The speedruns, however, have been made with the *lowest* possible graphics settings (low-resolution textures, no bump-mapping, no dynamic shadows) and with the gamma correction turned to maximum (which effectively kills lighting almost completely, making everything look almost flat-shaded). The original game, with high quality settings, looks absolutely superb. The speedruns, with their lowest-possible quality settings and gamma correction turned to maximum, make the game look like absolute crap. Having played the game, looking at the speedruns like that is quite painful. All the marvelous graphics, lighting and shadowing completely destroyed. It almost looks like you were watching Quake2 with a monitor with a way too bright gamma correction.
I understand that from a speedrunning point of view they may want to get the highest possible framerate (to be able to react fast to everything), and by bumping gamma correction to the max they ensure that they can see everything, but from the entertainment point of view the visual quality of the video is completely destroyed and absolute crap. These runs would *never* be publishing-worthy as TASes here because of these visual quality issues.
Of course they don't care. The speedruns are published nevertheless. They don't give a rat's ass about entertainment issues.
Some speedrunners complain that TASing destroys the value of real speedrunning.

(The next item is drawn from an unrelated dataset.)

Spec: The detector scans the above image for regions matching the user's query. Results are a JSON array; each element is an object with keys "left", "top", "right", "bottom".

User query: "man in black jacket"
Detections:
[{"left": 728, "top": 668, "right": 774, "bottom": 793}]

Well, if they concentrated a bit more on actually making their runs *entertaining*, that would help a lot, IMO.
EDIT: PLEASE READ THIS BEFORE MAKING STUPID COMMENTS
Please don't read selectively "I hate speedruns", skipping everything else, and then make an ass of yourself by commenting on that mistaken assumption.
To make things absolutely clear: I like regular speedruns. I follow SDA and check it on a regular basis to see if new speedruns have been published for games I have played or like. Just last week I noticed a new speedrun of Driver (for the PC), which I immediately downloaded and liked. Moreover, I'm a huge fan of the QdQ speedruns and follow them even with more passion. (In fact, I even *bought* Quake (in a pack which had Quakes 1-3) partially because I wanted to see the QdQ speedruns on the actual game.)
So no, I do *not* hate speedruns in general. This is *not* an attack on speedruns or the speedrunning community.
What I do dislike is that in a few speedruns the runner seems to do his best to annoy the viewer whenever he can and doesn't seem to care at all about how entertaining the "boring" parts (eg. unskippable interactive cutscenes) of the run are. I also dislike when a runner selects the lowest possible graphical settings for the game, making it look like crap (although I understand there may be technical reasons to do that).